At TAEUS, Jeff researched and analyzed commercial technologies for patent infringement. Jeff also built a software teardown lab using microsoft virtual technologies. Jeff's skills were eventually tapped by the CEO to build a custom .net tracking application prototype using MVC and EF5 technologies hosted on Azure for a new startup endeavor.

In his role as LAMP developer at Comcast, Jeff filled an automated audit gap with a php GUI and the HPNA Opsware (perl) API to provide a simple and effective SOA capability.

At KBRWyle (formerly Honeywell Technology Solutions Inc.) jeff is part of a virtual engineering team developing tools for FAA's NextGen ADS-B program.

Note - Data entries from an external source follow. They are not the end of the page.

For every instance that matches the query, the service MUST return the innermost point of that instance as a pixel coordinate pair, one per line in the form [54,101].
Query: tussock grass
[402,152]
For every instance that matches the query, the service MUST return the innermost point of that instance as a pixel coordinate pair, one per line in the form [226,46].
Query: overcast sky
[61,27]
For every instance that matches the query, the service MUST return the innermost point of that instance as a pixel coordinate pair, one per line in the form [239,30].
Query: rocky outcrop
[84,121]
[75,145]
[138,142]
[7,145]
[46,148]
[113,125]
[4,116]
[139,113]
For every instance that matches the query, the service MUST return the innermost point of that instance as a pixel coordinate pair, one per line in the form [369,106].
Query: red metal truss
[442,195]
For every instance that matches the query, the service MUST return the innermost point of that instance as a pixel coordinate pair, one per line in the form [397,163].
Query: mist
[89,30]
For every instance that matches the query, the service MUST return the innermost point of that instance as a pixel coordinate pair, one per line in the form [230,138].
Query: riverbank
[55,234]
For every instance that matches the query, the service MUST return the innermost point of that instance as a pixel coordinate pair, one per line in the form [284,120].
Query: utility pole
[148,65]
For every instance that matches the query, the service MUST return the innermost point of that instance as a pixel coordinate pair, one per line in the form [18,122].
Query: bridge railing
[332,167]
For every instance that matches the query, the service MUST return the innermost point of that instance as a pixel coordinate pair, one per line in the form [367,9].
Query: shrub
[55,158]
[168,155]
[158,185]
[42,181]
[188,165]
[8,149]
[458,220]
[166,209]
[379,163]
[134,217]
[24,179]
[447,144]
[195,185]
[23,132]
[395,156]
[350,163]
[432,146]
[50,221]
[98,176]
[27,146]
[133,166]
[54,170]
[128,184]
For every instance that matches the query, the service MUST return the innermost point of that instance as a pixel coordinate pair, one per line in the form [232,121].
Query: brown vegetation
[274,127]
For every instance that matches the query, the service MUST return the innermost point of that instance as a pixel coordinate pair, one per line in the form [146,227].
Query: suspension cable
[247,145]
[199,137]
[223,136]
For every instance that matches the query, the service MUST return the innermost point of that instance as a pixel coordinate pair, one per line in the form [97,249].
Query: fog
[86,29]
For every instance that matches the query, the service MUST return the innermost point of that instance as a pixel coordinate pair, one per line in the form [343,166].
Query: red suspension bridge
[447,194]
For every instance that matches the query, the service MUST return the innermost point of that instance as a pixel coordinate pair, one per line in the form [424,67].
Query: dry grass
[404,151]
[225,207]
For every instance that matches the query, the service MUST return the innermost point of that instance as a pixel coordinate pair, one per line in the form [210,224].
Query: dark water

In 1994, Jeff started JLS Enterprises, Inc. a small business endeavor to consult on Information Technology projects.  These projects include Intellectual Property research, hardware builds, virtual technology integration, database tracking and MRP systems software development, system hardening, and establishing web presence. One of his favorite projects was reverse engineering DoubleSpace to uncover an unlicensed use of LZW compression technology. The end result was Microsoft's purchase of Stacker.
Jeff also taught a university BASIC course, and frequently trains users and developers on database development, custom environment processes and general computing techniques.

In each of these endeavors, Jeff used his engineering and presentation skills to bridge gaps in understanding and empower users to leverage technology to maximize process efficiencies and product quality.